Mohamed Charchal, dramaturge
Publié dans Liberté le 04 - 04 - 2020

Récipiendaire en janvier dernier du prix du meilleur spectacle arabe en Jordanie, le dramaturge revient dans cette interview sur sa pièce "GPS", une œuvre qui se distingue par l'absence de dialogues, la situation de cet art en Algérie et la politique culturelle propagandiste dictée par les responsables.
Liberté : Votre dernier spectacle GPS a été auréolé du prix du meilleur spectacle arabe en janvier dernier en Jordanie. Que représentent pour vous cette distinction et la reconnaissance à l'échelle régionale du théâtre algérien ?
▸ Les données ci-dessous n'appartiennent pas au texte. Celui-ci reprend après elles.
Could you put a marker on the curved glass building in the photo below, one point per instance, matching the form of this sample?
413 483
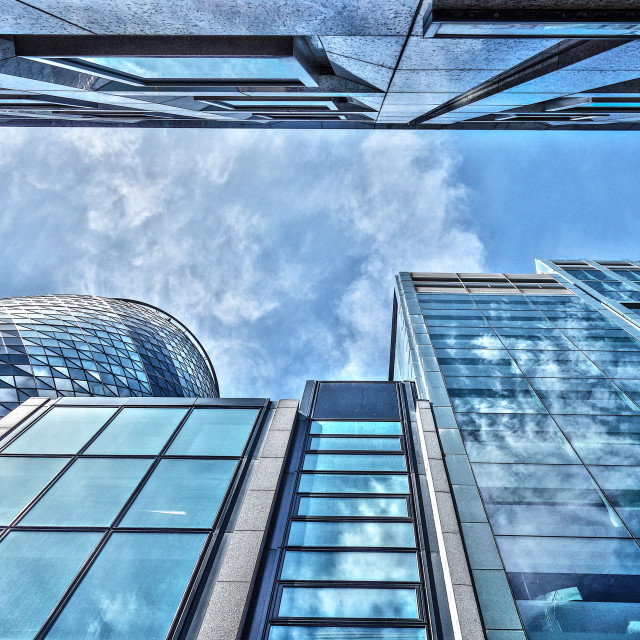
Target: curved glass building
75 345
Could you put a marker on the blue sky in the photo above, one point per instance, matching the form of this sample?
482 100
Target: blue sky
278 249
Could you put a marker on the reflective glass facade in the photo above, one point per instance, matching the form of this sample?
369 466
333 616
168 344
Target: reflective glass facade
532 381
380 64
88 346
349 556
105 528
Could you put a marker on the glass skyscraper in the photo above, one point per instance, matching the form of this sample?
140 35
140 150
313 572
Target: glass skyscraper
380 64
488 490
68 345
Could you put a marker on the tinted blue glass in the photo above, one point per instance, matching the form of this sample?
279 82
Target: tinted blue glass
579 320
351 534
345 483
148 572
462 337
138 431
214 432
507 302
350 565
362 462
36 569
622 487
476 362
533 338
602 340
181 493
335 602
353 507
493 395
61 430
356 428
556 364
454 318
344 633
356 444
603 439
21 479
562 395
579 587
514 438
545 500
356 401
90 493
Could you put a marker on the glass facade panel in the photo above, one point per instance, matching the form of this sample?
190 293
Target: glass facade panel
89 494
353 507
181 493
334 602
355 428
355 444
546 500
214 432
344 483
345 633
360 462
137 431
21 480
148 571
61 430
357 566
351 534
36 567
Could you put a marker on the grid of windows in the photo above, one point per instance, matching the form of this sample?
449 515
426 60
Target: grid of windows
534 399
106 504
352 565
89 346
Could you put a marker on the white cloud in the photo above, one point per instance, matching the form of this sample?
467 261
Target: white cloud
278 249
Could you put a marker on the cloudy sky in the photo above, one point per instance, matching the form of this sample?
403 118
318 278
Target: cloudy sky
278 249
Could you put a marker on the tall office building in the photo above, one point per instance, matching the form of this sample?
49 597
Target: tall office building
69 345
487 491
413 64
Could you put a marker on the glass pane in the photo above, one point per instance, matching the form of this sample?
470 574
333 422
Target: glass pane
90 493
334 602
362 462
203 68
493 395
36 568
344 483
181 493
21 479
580 587
355 444
351 534
359 566
138 431
622 486
345 633
214 432
545 500
354 507
61 430
561 395
603 439
556 364
356 428
133 588
356 400
514 438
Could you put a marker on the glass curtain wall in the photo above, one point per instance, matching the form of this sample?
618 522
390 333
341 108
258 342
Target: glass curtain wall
542 391
107 514
352 565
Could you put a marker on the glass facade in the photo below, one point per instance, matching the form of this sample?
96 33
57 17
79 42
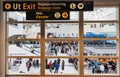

Mohamed Charchal : Le prix du meilleur spectacle arabe de l'année 2019 représente pour moi une reconnaissance arabe de ma modeste expérience et apport au théâtre arabe. C'est une confirmation que je suis sur la bonne voie de la création. D'un autre côté, c'est une sorte de reconsidération du théâtre algérien. On sait tous que depuis la décennie noire le théâtre algérien a beaucoup régressé sur le plan des participations régionales et internationales, surtout lorsqu'on sait que le théâtre algérien, historiquement parlant, a toujours été d'un excellent niveau. Je ne prétends pas avoir été le premier à avoir décroché ce prix pour l'Algérie. Avec toute modestie, je dirais que mon équipe et moi avons rendu à César ce qui appartient à César, dans le même sillage que les efforts fournis avant nous par les Abdelkader Alloula, Azzedine Medjoubi, Sonia, Omar Fatmouche et bien d'autres. Cette distinction est aussi une lourde responsabilité par rapport à mes projets pour l'avenir. J'ambitionne de participer dans des festivals internationaux, parce que GPS est avant tout un langage universel et humain.
Pourquoi, selon vous, le théâtre algérien s'appuie-t-il grandement sur le langage verbal au détriment d'autres moyens d'expression ? Est-ce une solution de facilité ? D'infantilisation du spectateur ? Ou, au contraire, une manière de se rapprocher de lui ?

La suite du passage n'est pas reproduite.